TAMPA, Fla. – The Tampa Bay Lightning are starting over yet again.
New owner Jeff Vinik cleaned house Monday, firing coach Rick Tocchet and general manager Brian Lawton after the struggling franchise missed the playoffs for the third straight season.
It’s club’s third coaching change in two years.
The Lightning went 34-36-12 this season and are 53-69-26 since Tocchet replaced Barry Melrose in November 2008.
Lawton’s dismissal was not a surprise, either. Many of his personnel decisions and free agent signings backfired, he and Tocchet bickered at times, and the GM’s two-year contract was due to expire in June.
“On the hockey side of things, I thought it was very important to have a fresh start. Nothing negative about Rick Tocchet or Brian Lawton,” said Vinik, whose purchase of the team was approved by the NHL Board of Governors in March.
Vinik is conducting a search for a chief executive officer and hopes to fill the position within two months. The CEO will select Lawton’s replacement, and the new GM will have the responsibility of hiring the coach.
Vinik, who purchased the team from a group that owned the Lightning less than two years, said he’s seeking stability after watching the club climb into playoff contention in early Februay, only to fade rapidly after the Olympic break.
“I saw a lot of talent on the ice. I saw the makings of a great team. I saw an organization that can achieve a lot of great things in the years ahead,” Vinik said. “The moves I’ve done today, hopefully are to help us move as quickly as possible in that direction.”
Tocchet became interim coach 16 games into the 2008-09 season and was given the head coach position in May 2009. Lawton assumed the general manager post on Oct. 22, 2008.
Since winning the 2004 Stanley Cup championship, Tampa Bay has not advanced beyond the first round of the playoffs.
“Where we’ve finished the last two or three years is depressing,” forward Martin St. Louis said. He added that while no one could be certain Vinik would quickly fire Tocchet and Lawton, players sensed change was inevitable.

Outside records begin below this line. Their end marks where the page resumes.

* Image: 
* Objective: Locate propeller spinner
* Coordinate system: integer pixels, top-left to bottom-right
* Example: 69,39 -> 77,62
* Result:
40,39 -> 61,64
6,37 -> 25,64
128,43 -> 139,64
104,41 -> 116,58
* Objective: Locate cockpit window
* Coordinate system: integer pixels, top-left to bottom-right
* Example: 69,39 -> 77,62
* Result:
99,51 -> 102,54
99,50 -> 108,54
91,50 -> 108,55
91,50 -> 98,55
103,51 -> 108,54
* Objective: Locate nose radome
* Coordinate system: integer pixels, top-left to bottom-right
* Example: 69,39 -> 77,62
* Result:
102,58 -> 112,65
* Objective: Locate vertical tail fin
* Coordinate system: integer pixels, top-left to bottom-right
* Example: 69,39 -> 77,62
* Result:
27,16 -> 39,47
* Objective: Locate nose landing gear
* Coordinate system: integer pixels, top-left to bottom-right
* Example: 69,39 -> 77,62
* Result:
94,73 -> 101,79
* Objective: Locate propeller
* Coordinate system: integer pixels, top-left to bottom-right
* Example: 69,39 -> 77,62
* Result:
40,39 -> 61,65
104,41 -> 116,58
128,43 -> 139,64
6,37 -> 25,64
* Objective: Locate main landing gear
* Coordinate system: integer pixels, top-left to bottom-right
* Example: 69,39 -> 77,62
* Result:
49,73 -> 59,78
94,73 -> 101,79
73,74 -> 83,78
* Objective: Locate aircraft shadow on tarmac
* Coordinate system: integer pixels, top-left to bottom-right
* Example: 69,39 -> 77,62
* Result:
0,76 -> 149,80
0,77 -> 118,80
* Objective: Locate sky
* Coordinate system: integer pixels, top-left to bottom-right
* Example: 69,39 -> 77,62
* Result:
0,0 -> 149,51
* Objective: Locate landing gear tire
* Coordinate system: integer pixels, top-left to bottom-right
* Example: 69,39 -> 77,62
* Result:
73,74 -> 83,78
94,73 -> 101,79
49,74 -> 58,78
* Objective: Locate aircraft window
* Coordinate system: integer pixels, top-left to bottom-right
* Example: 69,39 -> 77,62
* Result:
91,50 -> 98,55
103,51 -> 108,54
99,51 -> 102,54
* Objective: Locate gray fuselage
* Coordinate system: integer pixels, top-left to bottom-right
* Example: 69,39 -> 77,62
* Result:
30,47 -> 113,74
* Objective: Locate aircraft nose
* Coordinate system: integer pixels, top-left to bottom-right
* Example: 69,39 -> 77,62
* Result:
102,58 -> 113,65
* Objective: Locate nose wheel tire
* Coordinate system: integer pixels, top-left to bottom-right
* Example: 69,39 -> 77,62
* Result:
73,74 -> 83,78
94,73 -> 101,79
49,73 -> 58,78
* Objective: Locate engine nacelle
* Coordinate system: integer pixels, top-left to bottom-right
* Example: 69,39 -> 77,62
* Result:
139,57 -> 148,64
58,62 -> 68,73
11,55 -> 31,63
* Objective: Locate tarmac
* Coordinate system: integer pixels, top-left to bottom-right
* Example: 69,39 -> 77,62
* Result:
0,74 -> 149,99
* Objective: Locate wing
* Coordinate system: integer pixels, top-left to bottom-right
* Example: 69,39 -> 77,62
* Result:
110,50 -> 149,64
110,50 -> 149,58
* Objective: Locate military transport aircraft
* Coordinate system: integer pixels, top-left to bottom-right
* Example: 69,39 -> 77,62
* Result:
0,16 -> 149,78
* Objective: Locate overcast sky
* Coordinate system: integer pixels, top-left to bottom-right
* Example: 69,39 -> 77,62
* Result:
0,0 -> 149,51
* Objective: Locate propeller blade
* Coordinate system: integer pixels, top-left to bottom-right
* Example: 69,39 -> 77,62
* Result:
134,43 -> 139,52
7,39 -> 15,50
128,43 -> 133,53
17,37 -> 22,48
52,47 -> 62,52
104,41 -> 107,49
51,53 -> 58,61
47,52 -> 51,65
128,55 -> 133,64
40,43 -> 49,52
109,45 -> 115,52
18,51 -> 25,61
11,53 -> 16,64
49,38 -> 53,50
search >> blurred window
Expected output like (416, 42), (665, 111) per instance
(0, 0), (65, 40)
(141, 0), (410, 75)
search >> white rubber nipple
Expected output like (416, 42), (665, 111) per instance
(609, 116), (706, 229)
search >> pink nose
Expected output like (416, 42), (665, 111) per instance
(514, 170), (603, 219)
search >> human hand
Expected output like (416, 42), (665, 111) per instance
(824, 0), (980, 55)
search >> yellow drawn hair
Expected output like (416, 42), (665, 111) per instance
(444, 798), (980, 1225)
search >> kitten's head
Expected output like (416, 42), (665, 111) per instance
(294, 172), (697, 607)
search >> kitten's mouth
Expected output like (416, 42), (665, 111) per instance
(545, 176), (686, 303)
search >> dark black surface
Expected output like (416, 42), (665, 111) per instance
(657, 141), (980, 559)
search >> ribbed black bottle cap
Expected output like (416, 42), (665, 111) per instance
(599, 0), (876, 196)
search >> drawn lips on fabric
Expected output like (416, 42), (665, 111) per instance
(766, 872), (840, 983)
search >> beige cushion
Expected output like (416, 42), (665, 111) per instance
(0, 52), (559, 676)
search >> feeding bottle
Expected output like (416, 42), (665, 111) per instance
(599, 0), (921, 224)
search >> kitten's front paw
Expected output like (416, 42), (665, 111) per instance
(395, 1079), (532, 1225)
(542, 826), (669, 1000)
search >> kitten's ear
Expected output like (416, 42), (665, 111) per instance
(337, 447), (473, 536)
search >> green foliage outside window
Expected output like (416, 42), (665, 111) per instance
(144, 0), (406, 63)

“Stability is always nice. I think it gives you a chance to grow. But obviously the results we’ve had the last three years, there’s changes going to be made,” St. Louis said. “It’s part of the business. You’re judged on results. I feel bad for Toc. I wish we could have gotten better results for him.”
Vinik declined to identify who the Lightning might be targeting as replacements. The Boston financier also wouldn’t speculate on whether the team’s highest-paid player, captain Vincent Lecavalier, will be with Tampa Bay next season.
Lecavalier, who has a no-trade clause in his contract, said he’d like to return and help the club get back to the playoffs.
“We were in a great position to make it, and we didn’t,” Lecavalier said. “Nothing you can do now. It’s over. You start fresh next year. That’s what we’ll do.”
The biggest bright spot of the season was the development of emerging star Steven Stamkos. The top pick in the 2008 NHL draft scored his 51st goal in Sunday night’s season finale at Florida and will share the Rocket Richard Trophy with Pittsburgh’s Sidney Crosby.
“It’s a pretty special time for me individually. Obviously, you’d much rather be in the playoffs. But it’s nice to get the 50th goal, and it’s icing on the cake to win the Richard,” the 20-year-old Stamkos said.
“To be tied with Crosby is pretty special. I never would have dreamt this day would come so early in my career. At the same time, all the hard work in paying off.”